Aside from the shear unpleasantness of the scene itself, it feels extremely cheap as both a payoff and as a lazy grab for shock-value. The film has, up until that point, done an excellent job of giving us just enough of a glimpse into the unsettling undercurrent of this family through the careful maintenance of an air of unspecified menace, that to show so explicitly what was only alluded to, feels like a lack of conviction on the filmmaker’s part. One can’t help but feel used for the remainder of the film, especially since no grander revelation or point is ever reached. In fact, a later scene manages a much more devastating moment with the same implication but played with far more subtlety to much greater effect. The exploitative, unsettling voyeurism of the rape scene never feels justified unless you accept that an explicitly Haneke-esque point is being made and while that argument could be put forward given the overall direction and specific shots that bookend the film, it just doesn’t ring true.

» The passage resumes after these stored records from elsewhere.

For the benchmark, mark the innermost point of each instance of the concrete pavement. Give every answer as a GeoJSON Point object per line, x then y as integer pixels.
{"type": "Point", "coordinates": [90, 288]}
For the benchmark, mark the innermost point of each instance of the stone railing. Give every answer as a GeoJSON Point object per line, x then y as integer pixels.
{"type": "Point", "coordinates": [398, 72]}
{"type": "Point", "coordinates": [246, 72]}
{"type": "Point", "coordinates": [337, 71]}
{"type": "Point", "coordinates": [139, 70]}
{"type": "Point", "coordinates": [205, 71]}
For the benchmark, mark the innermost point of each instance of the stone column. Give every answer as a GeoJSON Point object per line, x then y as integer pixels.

On the whole this is an undeniably striking piece of cinema. The performances deserve all the praise they can get and the levels of control and nuance they display is highly impressive. The direction too is superb and complements the performances with its own control and nuance. It’s just a pity that it succeeds too well in keeping the audience at arm’s length from everything that happens and only continues to do so to an increasing degree until it loses all integrity and takes the easy way out. Ultimately then, it is quite flawed but still a noteworthy film and, on the whole, significantly more hit than miss.